Auto Service World
News   May 9, 2016   by Steve Pawlett

Penray Introduces Plastc-friendly MAF Sensor Cleaner


 

2520 hands-on

Penray Inc. has introduced its new cleaner for mass air flow (MAF) sensors, part number 2520. While there are other MAF sensor cleaners on the market, this new formula is designed to be plastic-friendly.

It is well known that the delicate fine wire that senses the flow of air entering the induction system is subject to contamination. Dust, oily vapors, and other contaminants can collect on this very fine wire, forming a layer of insulation that can cause it to provide inaccurate information to the car’s engine management computer.

Results of a contaminated MAF sensor manifest themselves as rough idle, hesitation, poor gas mileage and, in many cases, the appearance of a Check Engine light. The cost of new replacement MAF sensors can run as much as four hundred dollars or more. So the use of an effective cleaning product is a viable alternative and a valuable service to the customer.

2520 Mass Air Flow Sensor Cleaner

The attachment point for the Mass Air Flow Sensor is usually a small plastic clip. Often aggressive solvents, like typical carburetor cleaners, can damage delicate plastic pieces. Penray 2520 is specially formulated to effectively clean the sensitive component without harming plastics, coatings or adhesives.

Use of Penray’s MAF sensor cleaner couldn’t be easier. The sensor element is typically accessed by unsnapping a few retaining clamps and lifting off a piece of plastic ductwork to reveal the fine sensor wire. This wire is very fragile; physically touching it is not possible without likely damage. Once the sensor is removed from the duct, several sprays of Penray 2520 will quickly dissolve deposits, so the full length of the wire is once again free of contamination. Newly exposed to the rush of incoming air, the sensor is able to perform its job properly and accurately.
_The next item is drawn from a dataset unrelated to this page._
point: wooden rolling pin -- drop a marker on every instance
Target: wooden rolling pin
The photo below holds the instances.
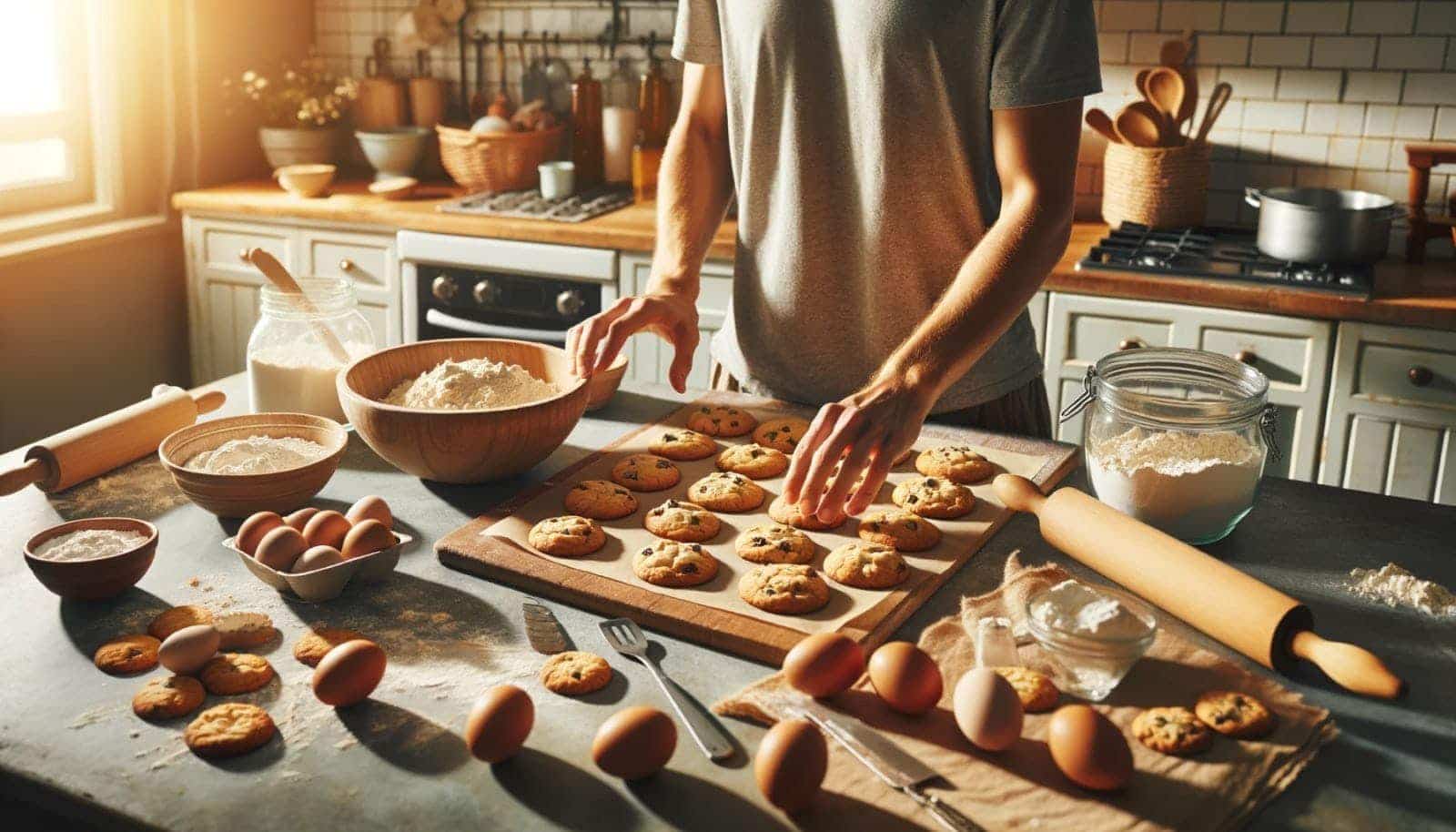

According to Penray’s Mark Kardon, director of marketing, “Poor engine performance or degraded fuel economy can often be traced to a contaminated MAF sensor fine wire, especially when it reaches the point where it causes a Check Engine light to illuminate.”  Further adds Kardon, “Adding the use of this simple-to-use product to routine maintenance restores the performance of the wire and sensor, preventing the huge expense of a new sensor assembly.”